Johnson joins Kevin Na, Sergio Garcia, Branden Grace, Louis Oosthuizen and Charl Schwartzel, who have all announced or been reported by the AP to resign their membership from the Tour, essentially waiving the status they’ve earned, the currency by which they enter Tour events and benefit from the perks of membership.
Johnson is correct about his exemption into the majors, which will last through at least 2025, since he won the 2020 Masters. Phil Mickelson, who also joined the LIV Golf series, is exempt just as long, and as a former champion of all but one major, will likely be able to compete in those events as long as he pleases so long as LIV Golf players are not banned by the majors.
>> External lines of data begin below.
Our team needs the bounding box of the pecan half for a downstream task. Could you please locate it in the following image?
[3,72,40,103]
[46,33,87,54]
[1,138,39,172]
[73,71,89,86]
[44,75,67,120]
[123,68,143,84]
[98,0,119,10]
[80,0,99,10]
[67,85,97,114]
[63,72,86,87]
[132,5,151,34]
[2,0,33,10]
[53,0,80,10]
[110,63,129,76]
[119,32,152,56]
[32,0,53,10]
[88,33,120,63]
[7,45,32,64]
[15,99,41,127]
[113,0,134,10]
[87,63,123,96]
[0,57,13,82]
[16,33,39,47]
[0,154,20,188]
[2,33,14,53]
It remains unclear how each of the major championships — which are managed by different governing bodies — will react to some of the game’s best players ditching the PGA Tour. We’ll likely find out next week at the U.S. Open at Brookline in Massachusetts. For now, Johnson voiding his PGA Tour membership also voids his membership to the PGA of America, which was acquired by his membership to the Tour. And without being a member of the Tour and the PGA of America, Johnson will not be allowed to compete in the Ryder Cup or Presidents Cup, which takes place later this year, in September. Speaking broadly last year, PGA of America CEO Seth Waugh said, “If someone wants to play on a Ryder Cup for the U.S., they’re going to need to be a member of the PGA of America, and they get that membership through being a member of the Tour.”
Johnson was asked if having the Ryder Cup taken away from him was “a big decision.”
“It was,” Johnson said. “But hopefully, obviously, all things are subject to change. I would just have to agree with what Graeme [McDowell] said. Hopefully at some point it’ll change and we’ll be able to participate. If it doesn’t, it was another thing I had to really thing long and hard about. Ultimately, I decided to come do this and play out there. Like I said, I’m excited about it and obviously the Ryder Cup is unbelievable and something that’s meant a lot to me. Proud to say I’ve played and represented my country. Hopefully I’ll get a chance to do that again, but I don’t make the rules.”
Of all the players taking part in the LIV Golf series, Johnson likely held the greatest impact on the Ryder Cup and Presidents Cup. He has played on nine different American teams, missing just once in the last 10 iterations, only when he was taking a leave of absence from the Tour. Oosthuizen, who joined Johnson on stage during a 4-person press conference, is the next biggest player commitment with Presidents Cup meaning. He has played for the International side in the last four Cups, and was slated to play an integral role in this year’s team.
Oddly enough, the person Johnson cited in his answer above, Graeme McDowell, has not resigned his membership to the PGA Tour. Mickelson, as well, has not done so.
“I worked really hard to earn that lifetime membership,” Mickelson told Sports Illustrated Monday afternoon. “And I’m hopeful that I’ll have the ability to play wherever I want, where it’s the PGA Tour, LIV or wherever else I want.”